SIP Privacy Extensions
This section explains how you can configure privacy services to be applied only when the source is trusted and the destination is considered untrusted. (Prior to this release, the Oracle Communications Session Border Controller always applied the privacy services, unless the source and the destination were both trusted.)
The Oracle Communications Session Border Controller considers all user endpoints and nodes outside the core as untrusted.
The Oracle Communications Session Border Controller acts as the boundary device between the trusted platform and the untrusted Internet, to implement privacy requirements. When it receives a message, the Oracle Communications Session Border Controller checks whether the source is trusted. It evaluates the level of privacy requested in a Privacy header, if present.
Depending on whether the source is trusted or untrusted, the Oracle Communications Session Border Controller can do different things when passing the message to the outgoing side. It also checks whether the destination is trusted.
Privacy Types Supported
The Oracle Communications Session Border Controller supports the following Privacy types:
- user: user-level privacy function provided. Any non-essential informational headers are removed, including the Subject, Call-Info, Organization, User-Agent, Reply-To, and In-Reply-To. Possibly the original value of the From header is changed to anonymous.
- header: headers that cannot be set arbitrarily by the user (Contact/Via) are modified. No unnecessary headers that might reveal personal information about the originator of the request are added. (The values modified must be recoverable when further messages in the dialog need to be routed to the originator.)
- id: third-party asserted identity kept private with respect to SIP entities outside the trust domain with which the user authenticated.

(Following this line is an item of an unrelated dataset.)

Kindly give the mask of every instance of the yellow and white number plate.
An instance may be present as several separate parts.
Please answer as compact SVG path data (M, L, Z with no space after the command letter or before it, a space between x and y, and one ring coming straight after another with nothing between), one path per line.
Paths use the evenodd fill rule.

The following SIP headers can directly or indirectly reveal identity information about the originator of a message: From, Contact, Reply-To, Via, Call-Info, User-Agent, Organization, Server, Subject, Call-ID, In-Reply-To and Warning.
user
The Oracle Communications Session Border Controller supports the Privacy type user. It can remove non-essential information headers that reveal user information by:
- Setting the SIP From header and display information to anonymous
- Removing the Privacy header
- Removing Proxy-Require option tag = privacy (if present)
- Removing the following headers:
Subject
Call-Info
Organization
User-Agent
Reply-To
In-Reply-To
header
The Oracle Communications Session Border Controller also supports the Privacy type header. It modifies SIP headers that might reveal the user identity by:
- Stripping the Via header
- Replacing the Contact header
- Stripping Record-Route
- Removing the Privacy header
- Removing Proxy-Require option tag = privacy (if present)
In general, the B2BUA behavior of the Oracle Communications Session Border Controller by default provides header privacy for all sessions.
id
The Oracle Communications Session Border Controller also supports the Privacy type id. It keeps the Network Asserted Identity private from SIP entities outside the trusted domain by:
- Stripping only P-Asserted-Identity
- Removing the Privacy header and Proxy-Require option-tag = privacy
- Setting the From header to anonymous (for the backward compatibility)
Examples
The following examples show the actions the Oracle Communications Session Border Controller performs depending on the source and target of the calls.
Calls from Untrusted Source to Trusted Target
When calls are from an untrusted source to a trusted target and PPI is included in the INVITE sent to IP border elements, the Oracle Communications Session Border Controller maps the PPI information to PAI in the outgoing INVITE to the trusted side (even if the Privacy header is set to id or to none). The Privacy and From headers get passed on unchanged.
IP border elements must pass PAI (if received in the ingress INVITE) and the From and Privacy headers to the egress side just as they were received on the ingress side.
The Oracle Communications Session Border Controller maps the PPI to PAI by default, if the outgoing side is trusted. To change this behavior, you need to configure the disable-ppi-to-pai option.
Calls from Trusted to Untrusted
When calls are from a trusted source to an untrusted target, and the Privacy header is set to id, the Oracle Communications Session Border Controller strips PAI, makes the From header anonymous, and strips the Privacy header.
If the Privacy header is set to none, the Oracle Communications Session Border Controller does not change the From header and passes on the Privacy header, if there is one.
Calls from Trusted to Trusted
When calls are going from trusted source to trusted target acting as a peer network border element and PPI is included, the Oracle Communications Session Border Controller maps PPI to PAI. The Privacy header remains the same as signaled and the Oracle Communications Session Border Controller passes the From header and the PAI without changes.
Configuring SIP Privacy Extensions
Prior to this release the session agent’s trust mode provided this functionality. Now you configure SIP interface’s trust-mode as none, which means nothing is trusted for this SIP interface.
You also configure the disable-ppi-to-pai parameter disable the changing of the P-Preferred header to the P-Asserted-Identity header, if the outgoing side is trusted.